K-pop's interest in Western music has never wavered since, continuously adapting what's popular overseas to fit a Korean context. Even ballads – now a staple genre distinct from the typical K-pop sound – have Western roots, drawing from soul and R&B and popularised by artists like Lionel Richie and Barbra Streisand. Trot, often considered Korea's most distinctly national genre, carries Japanese, American, and European influences of its own. Nearly every major form of popular Korean music since the 1950s has intersected with Western music in some way.
Korean ballads, however, carry a distinctly cultural touch that transforms their American origins into something that feels authentically different. For many Koreans, this is the music they grew up on throughout the 1980s and '90s, passed down through their parents. That's part of why the response to Julian Lerner's remake has been so warm. Originally performed by Korean duo Ilgiyebo (Korean for Weather Forecast) in 1999, "If Only I Had You" has been remade several times since – by rock group Loveholics in 2006, as an OST for the webtoon Soulmates of Past Life in 2022, and by rock band Nerd Connection in 2023. Lerner's "Even If" marks the first time a Western artist has reinterpreted it, approaching the ballad from entirely outside the tradition it came from.
Before his music career, Lerner had his first acting role in the 2017 Christmas comedy Pottersville, followed by the 2021 Netflix film Yes Day and Disney Channel's Zombies 4: Dawn of the Vampires in 2025. "Even If" marks his fourth single since shifting focus toward music.

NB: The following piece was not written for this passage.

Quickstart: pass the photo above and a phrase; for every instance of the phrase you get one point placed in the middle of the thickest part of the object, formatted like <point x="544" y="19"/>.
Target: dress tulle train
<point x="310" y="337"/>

Korean response to the remake has been notably warm. One YouTube commenter praised the arrangement for preserving the original's feel while giving it pop sensibility, calling it the most perfect reinterpretation they'd heard in years. Another noted how unusual it felt to see a Korean song reimagined by an artist from outside Korea, thanking Lerner for the gesture.
K-pop songs sampling or interpolating Western music are nothing new – LE SSERAFIM's "BOOMPALA" recently sampled "Macarena," and MEOVV's "DDI RO RI" reaches back further still, reworking Bach's "Toccata and Fugue in D minor." Lerner's choice runs the reverse direction, and it isn't incidental. He's been vocal about his appreciation for K-pop, posting reaction content and covers of TWICE in the past – this is a fan's intentional engagement with the genre, not a random fusion.
With K-pop's mainstream presence growing and Kpop Demon Hunters drawing global attention, more people are looking to South Korea for inspiration – a sign that the country's influence on global music consumption is starting to flow both ways. Lerner's nod to the past makes the same point from a different angle: K-pop as it exists today is inseparable from the decades of musical exchange that built it.